Last revised: December 31, 2023
By: Adam Burns
The state of Wisconsin enjoys a long and fascinating history with railroads, which is very much worth exploring if you might be interested in the subject.
During a time long, long ago one could see everything from colorful and fast passenger trains, such as Chicago & North Western's '400s' and Milwaukee Road's "Hiawathas," to slow-moving freights serving bucolic farms and business via nearly forgotten, weed-covered branch lines.
Today, there are several locations in Wisconsin offering train rides and some even preserve the state's trolley/streetcar heritage! All of these organizations attempt to rekindle the bygone era of rail travel, offering such things as dinner on-board and other perks.
The locations listed below offer either train rides designed specifically to view the peak fall colors, or are still operating their excursions during the height of autumn.
(Laona): The Lumberjack Steam Train is located in Laona and operated by the Camp 5 Museum.
They feature a restored 2-6-2 "Prairie" steam locomotive, #4, and all rides board from the restored Soo Line depot in Laona.
During late September and October they host Saturday Fall Festivals for the entire family including a "...Green Treasure Forest Tour, pumpkin patch, face painting, a marshmallow roast, and fresh apple cider."
The steam locomotive was originally built for the Fairchild & North-Eastern Railway in 1916 by the Vulcan Iron Works. The F&NE was a logging operation located in Fairchild and owned by the N.C. Foster Lumber Company.
The locomotive later worked on the Laona & Northern Railway (Laona), a system owned by R. Connor Company, another logging operation. The L&N was a common-carrier tailored towards the movement of lumber products.
Its lines radiated to the southwest of Laona (where numerous spurs snaked their way into rich timerland) while its main line headed north.
Here, it roughly paralleled the Chicago & North Western's until reaching Laona Junction and interchanged with the Minneapolis, St. Paul & Sault Ste. Marie Railway (Soo Line).
The L&N was listed at 23 miles as of 1929. In 1965 the railroad was still operating #4 in a mixed train capacity (carrying both freight and passengers). Finally, in 1983 the 2-6-2 was donated to the Camp 5 Historical Society.
Today, only about 2 miles remain of the old L&N, from Laona to the Connor Farm at Camp 5. The museum's typical summer season runs from June through August while they also have a short fall season from late September through early October.
Your trip departs from east of Laona with the train skirting Scattered Rice Lake before arriving at Camp 5. Leading the way is #4!
(North Freedom): This museum's primary goal, since its 1957 inception, has always been to preserve the region's and state's rail history. In doing so it also operates public excursions over 7 miles of the old Chicago & North Western.
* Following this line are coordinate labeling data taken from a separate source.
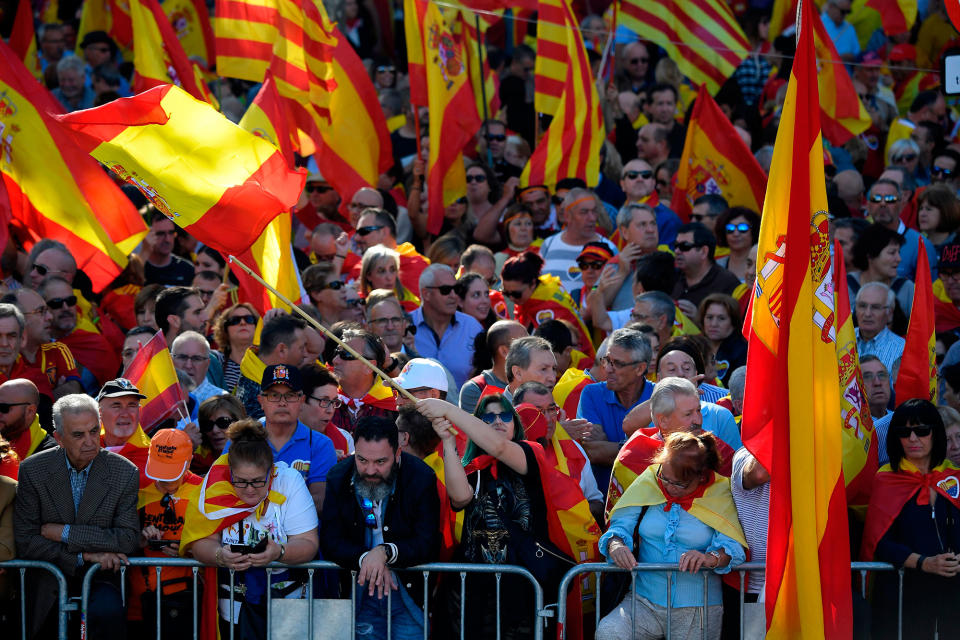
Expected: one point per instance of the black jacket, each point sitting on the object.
(411, 519)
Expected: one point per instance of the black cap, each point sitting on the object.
(281, 374)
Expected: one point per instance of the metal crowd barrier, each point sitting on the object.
(63, 605)
(311, 567)
(601, 567)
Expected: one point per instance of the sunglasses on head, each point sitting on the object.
(57, 303)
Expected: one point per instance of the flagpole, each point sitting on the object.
(319, 327)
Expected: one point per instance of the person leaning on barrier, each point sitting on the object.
(912, 523)
(703, 533)
(382, 510)
(279, 525)
(77, 505)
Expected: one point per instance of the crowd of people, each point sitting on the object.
(565, 348)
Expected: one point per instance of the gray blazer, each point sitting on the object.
(106, 520)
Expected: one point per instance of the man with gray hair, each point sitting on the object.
(77, 505)
(443, 333)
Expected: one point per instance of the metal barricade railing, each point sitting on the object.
(602, 567)
(63, 604)
(463, 570)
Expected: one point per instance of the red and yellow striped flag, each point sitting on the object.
(438, 80)
(217, 181)
(716, 160)
(792, 357)
(918, 365)
(54, 190)
(571, 146)
(152, 371)
(702, 36)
One of their annual special events is the Autumn Color Weekend held during October and just before the museum's season comes to an end.
Your trip departs from an original C&NW depot at Walnut Street (originally built in 1894 and located in Rock Springs) and heads south from their small yard. The line stays near the Baraboo River before heading through open farmland.
Tracks end at a point known as Rattlesnake Station whereupon the train returns to North Freedom. The beauty of this experience cannot be understated as trains roll past beautiful Midwestern farms intermixed with patches of woodland; a classic Americana setting.
The Wisconsin Great Northern Railroad is a growing tourist attraction in the state's northwestern corner which operates about 20 miles of the old Chicago & North Western between Spooner and Springbrook.
The railroad began operations in 1997 and has grown from a single pizza train excursion to multiple events hosted throughout the year. The company, which also operates freight trains when necessary, does not offer exclusive fall foliage trips.
However, they do host regularly scheduled excursions throughout September and October during the peak fall colors. This includes their popular dinner trains. The Wisconsin Great Northern operates some of the finest rail equipment in the state and is well worth a visit any time of the year!